4.Dividend and Voting Rights.

(a)Limitations on Rights Associated with Units. The Director shall have no rights as a stockholder of the Corporation, no dividend rights (except as expressly provided in Section 4(b) with respect to Dividend Equivalent Rights) and no voting rights, with respect to the Stock Units and any shares of Common Stock underlying or issuable in respect of such Stock Units until such shares of Common Stock are actually issued to and held of record by the Director. No adjustments will be made for dividends or other rights of a holder for which the record date is prior to the date of issuance of such shares.

(b)Dividend Equivalent Rights Distributions. As of any date that the Corporation pays an ordinary cash dividend on its Common Stock, the Corporation shall credit the Director with an additional number of Stock Units equal to (i) the per share cash dividend paid by the Corporation on its Common Stock on such date, multiplied by (ii) the total number of Stock Units (including any dividend equivalents previously credited hereunder) (with such total number adjusted pursuant to Section 8 of this Agreement) subject to the Award as of the related dividend payment record date, divided by (iii) the fair market value of a share of Common Stock (as determined in good faith by the Administrator) on the date of payment of such dividend. Any Stock Units credited pursuant to the foregoing provisions of this Section 4(b) shall be subject to the same vesting, payment and other terms, conditions and restrictions as the original Stock Units to which they relate. No crediting of Stock Units shall be made pursuant to this Section 4(b) with respect to any Stock Units which, as of such record date, have either been paid pursuant to Section 6 or terminated pursuant to Section 7.

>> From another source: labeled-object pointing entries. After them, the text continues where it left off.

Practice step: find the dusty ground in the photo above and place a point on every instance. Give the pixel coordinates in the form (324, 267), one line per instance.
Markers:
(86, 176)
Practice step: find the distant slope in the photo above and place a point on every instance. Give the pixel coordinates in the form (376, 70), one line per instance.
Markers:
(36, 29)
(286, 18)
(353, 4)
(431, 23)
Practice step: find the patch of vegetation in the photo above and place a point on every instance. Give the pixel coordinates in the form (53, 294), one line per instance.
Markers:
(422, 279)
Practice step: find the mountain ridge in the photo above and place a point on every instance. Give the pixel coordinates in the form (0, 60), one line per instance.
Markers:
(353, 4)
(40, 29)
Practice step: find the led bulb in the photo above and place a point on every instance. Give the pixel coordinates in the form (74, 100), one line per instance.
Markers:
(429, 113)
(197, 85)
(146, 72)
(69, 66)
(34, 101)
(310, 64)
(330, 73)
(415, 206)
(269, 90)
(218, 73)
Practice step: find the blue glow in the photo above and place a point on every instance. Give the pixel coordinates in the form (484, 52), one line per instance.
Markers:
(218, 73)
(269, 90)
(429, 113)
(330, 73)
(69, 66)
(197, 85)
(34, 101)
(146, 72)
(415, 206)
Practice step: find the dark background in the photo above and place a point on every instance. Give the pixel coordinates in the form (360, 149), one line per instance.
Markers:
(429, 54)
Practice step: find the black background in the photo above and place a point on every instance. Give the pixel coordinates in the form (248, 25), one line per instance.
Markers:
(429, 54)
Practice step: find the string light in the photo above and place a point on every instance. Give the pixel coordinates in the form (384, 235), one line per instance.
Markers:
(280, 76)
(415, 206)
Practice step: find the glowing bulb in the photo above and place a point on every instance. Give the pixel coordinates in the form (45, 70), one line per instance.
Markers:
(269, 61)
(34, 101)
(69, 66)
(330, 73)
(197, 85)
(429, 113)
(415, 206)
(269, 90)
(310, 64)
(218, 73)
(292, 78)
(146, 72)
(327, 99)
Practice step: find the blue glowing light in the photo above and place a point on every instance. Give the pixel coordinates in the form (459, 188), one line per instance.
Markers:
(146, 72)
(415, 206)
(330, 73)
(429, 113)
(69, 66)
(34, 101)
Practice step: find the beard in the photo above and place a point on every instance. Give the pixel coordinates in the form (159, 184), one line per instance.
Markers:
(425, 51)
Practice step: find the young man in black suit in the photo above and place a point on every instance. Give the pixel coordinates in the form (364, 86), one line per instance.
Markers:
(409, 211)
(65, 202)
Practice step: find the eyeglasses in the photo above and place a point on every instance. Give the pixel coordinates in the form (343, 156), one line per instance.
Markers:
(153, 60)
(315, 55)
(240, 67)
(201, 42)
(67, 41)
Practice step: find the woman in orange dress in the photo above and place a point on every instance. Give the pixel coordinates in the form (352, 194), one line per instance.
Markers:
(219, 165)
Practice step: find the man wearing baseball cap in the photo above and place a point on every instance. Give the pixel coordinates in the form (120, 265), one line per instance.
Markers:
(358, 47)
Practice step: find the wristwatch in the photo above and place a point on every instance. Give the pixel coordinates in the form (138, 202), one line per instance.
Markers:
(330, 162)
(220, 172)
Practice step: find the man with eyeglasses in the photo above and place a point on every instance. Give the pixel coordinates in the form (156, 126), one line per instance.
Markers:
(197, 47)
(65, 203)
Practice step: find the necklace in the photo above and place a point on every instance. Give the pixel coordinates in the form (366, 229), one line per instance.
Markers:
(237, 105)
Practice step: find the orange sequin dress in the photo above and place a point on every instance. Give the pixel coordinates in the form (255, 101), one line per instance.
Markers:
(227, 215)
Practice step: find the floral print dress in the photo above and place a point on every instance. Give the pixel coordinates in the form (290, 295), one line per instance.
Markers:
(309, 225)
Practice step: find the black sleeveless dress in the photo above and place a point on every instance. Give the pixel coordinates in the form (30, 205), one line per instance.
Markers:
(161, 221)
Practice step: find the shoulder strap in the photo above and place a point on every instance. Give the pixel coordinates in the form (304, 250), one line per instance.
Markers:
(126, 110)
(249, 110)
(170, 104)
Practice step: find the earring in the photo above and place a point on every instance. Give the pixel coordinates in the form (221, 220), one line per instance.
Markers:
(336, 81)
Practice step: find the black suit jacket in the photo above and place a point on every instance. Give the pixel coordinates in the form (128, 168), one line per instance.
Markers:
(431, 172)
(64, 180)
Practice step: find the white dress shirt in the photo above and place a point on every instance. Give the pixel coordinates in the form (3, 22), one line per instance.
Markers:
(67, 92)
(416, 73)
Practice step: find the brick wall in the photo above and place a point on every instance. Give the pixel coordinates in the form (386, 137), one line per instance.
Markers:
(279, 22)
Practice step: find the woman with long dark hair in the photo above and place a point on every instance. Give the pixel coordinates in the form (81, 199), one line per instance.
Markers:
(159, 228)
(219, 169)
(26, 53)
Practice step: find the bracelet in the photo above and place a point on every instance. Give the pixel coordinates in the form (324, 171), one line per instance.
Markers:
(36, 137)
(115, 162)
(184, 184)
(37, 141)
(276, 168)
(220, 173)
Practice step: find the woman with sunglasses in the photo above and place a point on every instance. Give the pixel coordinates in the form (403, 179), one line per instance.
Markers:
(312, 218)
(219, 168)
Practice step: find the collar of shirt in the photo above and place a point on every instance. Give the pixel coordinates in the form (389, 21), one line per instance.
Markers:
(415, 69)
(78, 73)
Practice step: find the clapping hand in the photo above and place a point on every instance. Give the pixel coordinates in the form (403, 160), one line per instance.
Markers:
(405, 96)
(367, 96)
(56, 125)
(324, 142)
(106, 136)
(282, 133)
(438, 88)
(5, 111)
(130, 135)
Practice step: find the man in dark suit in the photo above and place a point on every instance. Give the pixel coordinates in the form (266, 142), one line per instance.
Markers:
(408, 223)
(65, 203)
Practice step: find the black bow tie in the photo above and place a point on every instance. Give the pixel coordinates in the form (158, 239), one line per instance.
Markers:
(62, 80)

5.Restrictions on Transfer. Neither the Award, nor any interest therein or amount or shares payable in respect thereof may be sold, assigned, transferred, pledged or otherwise disposed of, alienated or encumbered, either voluntarily or involuntarily. The transfer restrictions in the preceding sentence shall not apply to (a) transfers to the Corporation, or (b) transfers by will or the laws of descent and distribution.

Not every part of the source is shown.